50La liste des terres indigènes présentée en 1987 par le PETI/Musée national20 et par le CEDI, réalisée à partir d’une banque de données propre, dessinait un cadre très différent de celui qui se dégageait du rapport de la FUNAI de 1981. En effet, la quantité de terres indigènes avait doublé, passant de 256 à 518. Cet accroissement était le résultat d’un contrôle plus rigoureux des procédures administratives en cours à la FUNAI (quatre-vingt-quinze cas), mais aussi de l’inclusion des demandes localisées qui jusqu’alors n’avaient pas été prises en compte par l’organisme (167 cas).
51Deux conséquences de ce processus méritent d’être soulignées. En premier lieu, l’élargissement de l’univers des terres répertoriées (quatre-vingt-quinze cas) entraîna une augmentation significative de l’étendue totale des territoires indigènes, passant de 41 millions d’hectares à 74,4 millions d’hectares, soit une augmentation de 81 %. Dans l’édition révisée et actualisée de 1990, le nombre de terres augmenta peu : on dénombra 526 terres indigènes sur une étendue totale de 79,3 millions d’hectares.
52En second lieu, en inscrivant dans l’inventaire les terres revendiquées par les indigènes même si celles-ci n’étaient pas identifiées par la FUNAI, la liste devint un instrument de reconnaissance de droits et d’identités locales, de caractère ouvert, qui agissait de façon indépendante vis-à-vis du gouvernement. Même si son efficacité était virtuelle étant donné que la fonction de délimitation des terres indigènes revenait en dernière instance à la FUNAI, la liste extrayait des limbes de l’administration les revendications politiques de reconnaissance de droits par l’État. Elle rendait visibles ces demandes auprès de l’opinion publique et des acteurs intéressés. En outre, la liste créait un agenda de travail pour l’agence indigéniste, exerçant sur elle une pression pour entreprendre et/ou mener à bien des processus administratifs qui pouvaient être archivés ou paralysés.

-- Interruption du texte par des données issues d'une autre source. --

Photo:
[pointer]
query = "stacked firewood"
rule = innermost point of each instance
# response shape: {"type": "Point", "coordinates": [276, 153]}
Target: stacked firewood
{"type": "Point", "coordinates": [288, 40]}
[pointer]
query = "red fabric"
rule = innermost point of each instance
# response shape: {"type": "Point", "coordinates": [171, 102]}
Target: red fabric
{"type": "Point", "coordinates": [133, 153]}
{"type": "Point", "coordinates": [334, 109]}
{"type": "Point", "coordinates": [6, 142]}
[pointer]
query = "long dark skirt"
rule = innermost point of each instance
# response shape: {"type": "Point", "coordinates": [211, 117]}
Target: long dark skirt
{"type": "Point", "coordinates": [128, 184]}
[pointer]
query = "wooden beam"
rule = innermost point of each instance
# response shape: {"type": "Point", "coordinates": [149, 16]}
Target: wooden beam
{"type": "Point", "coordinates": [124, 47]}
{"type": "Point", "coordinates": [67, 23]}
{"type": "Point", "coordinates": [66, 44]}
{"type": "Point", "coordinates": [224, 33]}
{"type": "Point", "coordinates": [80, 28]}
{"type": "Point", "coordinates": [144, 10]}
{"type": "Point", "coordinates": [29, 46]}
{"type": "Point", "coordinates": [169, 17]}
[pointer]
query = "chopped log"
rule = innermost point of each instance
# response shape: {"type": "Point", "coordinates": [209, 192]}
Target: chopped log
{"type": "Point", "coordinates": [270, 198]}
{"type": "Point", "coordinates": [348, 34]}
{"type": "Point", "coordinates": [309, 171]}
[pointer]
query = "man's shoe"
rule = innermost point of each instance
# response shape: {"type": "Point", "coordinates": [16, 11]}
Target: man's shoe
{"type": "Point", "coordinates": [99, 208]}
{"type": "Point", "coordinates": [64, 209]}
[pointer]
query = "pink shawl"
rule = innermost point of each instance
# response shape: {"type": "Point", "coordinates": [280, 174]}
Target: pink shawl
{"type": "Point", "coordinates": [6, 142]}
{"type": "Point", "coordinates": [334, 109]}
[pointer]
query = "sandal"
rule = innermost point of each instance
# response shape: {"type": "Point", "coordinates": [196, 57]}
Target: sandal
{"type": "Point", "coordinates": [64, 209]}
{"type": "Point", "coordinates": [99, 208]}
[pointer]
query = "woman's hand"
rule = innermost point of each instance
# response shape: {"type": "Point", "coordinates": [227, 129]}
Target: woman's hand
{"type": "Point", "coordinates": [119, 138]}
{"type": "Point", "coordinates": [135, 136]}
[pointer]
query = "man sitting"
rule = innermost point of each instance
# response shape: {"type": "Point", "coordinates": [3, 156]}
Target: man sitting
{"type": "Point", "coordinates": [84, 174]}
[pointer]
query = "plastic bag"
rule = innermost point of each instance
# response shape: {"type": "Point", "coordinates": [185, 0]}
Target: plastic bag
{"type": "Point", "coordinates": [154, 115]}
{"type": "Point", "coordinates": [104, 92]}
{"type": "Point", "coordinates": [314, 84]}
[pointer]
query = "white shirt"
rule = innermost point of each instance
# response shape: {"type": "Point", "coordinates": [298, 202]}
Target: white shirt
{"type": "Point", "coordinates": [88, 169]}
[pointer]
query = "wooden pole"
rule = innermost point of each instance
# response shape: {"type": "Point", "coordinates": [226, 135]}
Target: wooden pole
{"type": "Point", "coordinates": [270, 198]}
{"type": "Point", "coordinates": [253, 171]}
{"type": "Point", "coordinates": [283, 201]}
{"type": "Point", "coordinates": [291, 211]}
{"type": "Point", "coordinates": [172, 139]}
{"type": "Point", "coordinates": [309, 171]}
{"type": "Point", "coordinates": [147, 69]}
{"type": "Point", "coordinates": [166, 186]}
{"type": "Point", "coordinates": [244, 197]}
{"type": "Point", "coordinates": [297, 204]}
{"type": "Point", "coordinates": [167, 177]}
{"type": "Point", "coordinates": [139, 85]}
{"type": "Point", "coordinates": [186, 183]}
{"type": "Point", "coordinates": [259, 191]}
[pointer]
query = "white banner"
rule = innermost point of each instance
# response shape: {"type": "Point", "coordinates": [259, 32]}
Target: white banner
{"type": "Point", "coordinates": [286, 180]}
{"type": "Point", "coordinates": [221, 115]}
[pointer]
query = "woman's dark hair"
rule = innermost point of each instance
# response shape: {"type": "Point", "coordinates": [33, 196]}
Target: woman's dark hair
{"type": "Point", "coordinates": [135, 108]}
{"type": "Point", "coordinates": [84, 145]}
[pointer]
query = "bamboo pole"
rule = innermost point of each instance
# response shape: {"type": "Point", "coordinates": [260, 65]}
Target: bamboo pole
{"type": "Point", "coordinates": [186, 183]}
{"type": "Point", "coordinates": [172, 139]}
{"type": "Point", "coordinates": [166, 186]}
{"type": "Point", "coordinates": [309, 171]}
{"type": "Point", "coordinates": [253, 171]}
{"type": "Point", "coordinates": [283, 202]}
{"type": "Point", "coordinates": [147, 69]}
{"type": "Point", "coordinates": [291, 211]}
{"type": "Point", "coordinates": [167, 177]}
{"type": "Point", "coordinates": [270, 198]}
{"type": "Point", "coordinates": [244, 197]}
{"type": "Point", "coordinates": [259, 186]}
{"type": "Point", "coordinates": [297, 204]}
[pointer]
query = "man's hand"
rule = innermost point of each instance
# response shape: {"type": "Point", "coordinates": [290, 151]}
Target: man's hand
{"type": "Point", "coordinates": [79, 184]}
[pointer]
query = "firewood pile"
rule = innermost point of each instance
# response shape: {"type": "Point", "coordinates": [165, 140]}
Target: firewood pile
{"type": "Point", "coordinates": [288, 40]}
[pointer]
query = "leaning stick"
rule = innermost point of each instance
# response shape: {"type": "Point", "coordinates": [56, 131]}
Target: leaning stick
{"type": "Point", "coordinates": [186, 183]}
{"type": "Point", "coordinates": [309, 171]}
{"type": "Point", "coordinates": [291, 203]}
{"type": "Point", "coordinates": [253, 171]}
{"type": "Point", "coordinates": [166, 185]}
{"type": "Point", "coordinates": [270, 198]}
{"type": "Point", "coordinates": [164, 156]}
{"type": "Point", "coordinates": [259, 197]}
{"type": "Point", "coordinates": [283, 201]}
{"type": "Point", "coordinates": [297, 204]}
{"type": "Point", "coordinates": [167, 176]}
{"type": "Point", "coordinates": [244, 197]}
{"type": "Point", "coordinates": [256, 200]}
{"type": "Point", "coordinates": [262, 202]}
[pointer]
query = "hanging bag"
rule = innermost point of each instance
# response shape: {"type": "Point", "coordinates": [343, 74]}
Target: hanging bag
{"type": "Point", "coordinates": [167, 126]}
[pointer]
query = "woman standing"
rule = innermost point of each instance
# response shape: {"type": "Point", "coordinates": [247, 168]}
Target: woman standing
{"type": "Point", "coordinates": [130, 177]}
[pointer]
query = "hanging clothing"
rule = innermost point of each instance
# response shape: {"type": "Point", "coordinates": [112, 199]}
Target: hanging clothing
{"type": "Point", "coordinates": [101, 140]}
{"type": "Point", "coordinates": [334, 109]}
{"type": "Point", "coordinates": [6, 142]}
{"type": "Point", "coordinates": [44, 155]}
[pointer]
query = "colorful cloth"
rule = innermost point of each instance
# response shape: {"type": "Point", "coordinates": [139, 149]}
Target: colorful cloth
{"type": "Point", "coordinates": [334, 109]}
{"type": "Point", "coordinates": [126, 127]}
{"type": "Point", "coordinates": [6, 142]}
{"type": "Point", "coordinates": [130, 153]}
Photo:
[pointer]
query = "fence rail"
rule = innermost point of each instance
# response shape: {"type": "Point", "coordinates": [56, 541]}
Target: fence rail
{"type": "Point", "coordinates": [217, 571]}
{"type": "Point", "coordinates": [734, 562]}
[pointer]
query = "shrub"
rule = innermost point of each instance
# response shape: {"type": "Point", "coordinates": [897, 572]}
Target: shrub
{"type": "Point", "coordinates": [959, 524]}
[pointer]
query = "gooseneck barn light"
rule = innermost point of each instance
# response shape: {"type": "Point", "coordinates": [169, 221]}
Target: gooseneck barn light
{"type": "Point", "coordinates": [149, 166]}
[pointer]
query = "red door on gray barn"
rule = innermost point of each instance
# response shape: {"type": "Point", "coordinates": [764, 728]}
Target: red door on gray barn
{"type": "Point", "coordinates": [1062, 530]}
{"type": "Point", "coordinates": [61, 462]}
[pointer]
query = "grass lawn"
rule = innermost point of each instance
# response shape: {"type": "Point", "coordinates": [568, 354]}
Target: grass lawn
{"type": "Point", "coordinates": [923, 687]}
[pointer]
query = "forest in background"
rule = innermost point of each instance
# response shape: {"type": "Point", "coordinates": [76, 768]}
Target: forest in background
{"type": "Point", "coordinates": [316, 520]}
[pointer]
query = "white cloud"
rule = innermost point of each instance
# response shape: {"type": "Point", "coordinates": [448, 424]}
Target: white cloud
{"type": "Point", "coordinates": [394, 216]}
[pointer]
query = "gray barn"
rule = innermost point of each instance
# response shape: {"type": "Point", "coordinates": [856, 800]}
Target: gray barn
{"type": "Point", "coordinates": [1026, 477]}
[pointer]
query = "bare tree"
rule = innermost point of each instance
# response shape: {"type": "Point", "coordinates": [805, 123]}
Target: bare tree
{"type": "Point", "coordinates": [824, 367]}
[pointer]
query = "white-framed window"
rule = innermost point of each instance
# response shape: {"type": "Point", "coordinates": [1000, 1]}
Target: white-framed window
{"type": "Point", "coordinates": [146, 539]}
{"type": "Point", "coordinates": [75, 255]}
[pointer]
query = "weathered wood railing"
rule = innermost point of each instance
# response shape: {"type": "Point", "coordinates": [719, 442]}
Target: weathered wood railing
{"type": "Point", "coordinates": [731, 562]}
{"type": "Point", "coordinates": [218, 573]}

53En peu de temps, la méthodologie de travail employée par le Musée national et par le CEDI, soutenue par les indigènes et par l’opinion publique, et légitimée par le monde académique, se diffusa et se généralisa. Elle fut même adoptée par la FUNAI. Le procédé de la banque de données fut repris par d’autres entités non gouvernementales, telles que l’Opération Amazonie native (OPAN), l’Association nationale de l’action indigéniste et le CIMI.
54À mesure que les terres indigènes devenaient le centre de toutes les disputes sur la politique indigéniste, les données démographiques acquéraient un intérêt secondaire. Dans les deux listes produites par le Musée national et par le CEDI figuraient des estimations sur la population, qui indiquaient un total de 213 000 indigènes en 1987, alors qu’en 1990 on en avait recensé 235 00021. L’attention limitée portée sur les données démographiques de ces publications découlait de l’hétérogénéité des sources utilisées, qui de surcroît correspondaient à des estimations, à la différence des données foncières enregistrées avec précision sur des documents ayant une valeur juridique et administrative.
55Pendant la décennie suivante, toute l’attention des acteurs sociaux et politiques qui agissaient dans le champ indigéniste se focalisa sur le débat autour des terres, moins sur la question de leurs dimensions que sur celle des critères qui devaient orienter sa création. Une nouvelle méthode administrative, le décret no 1775/96, régulait tout le processus d’établissement des terres indigènes, répondant à des intérêts multiples. D’un côté, elle considérait les réclamations des propriétaires, des autorités locales et de leurs représentants juridiques en introduisant au sein de la procédure une phase, nommée « droit d’opposition22 », dédiée à la présentation de preuves défavorables, fournies par ceux qui se sentaient lésés par cet acte administratif. De l’autre, elle mettait en œuvre des innovations dans les procédés techniques qui accordaient une place centrale au travail de l’anthropologue dans l’identification des terres. Elle incorporait également un spécialiste environnemental à l’équipe. Pour la première fois, la terre indigène était considérée à l’aune de sa carrying capacity (capacité de charge) et de la conservation de ses ressources naturelles.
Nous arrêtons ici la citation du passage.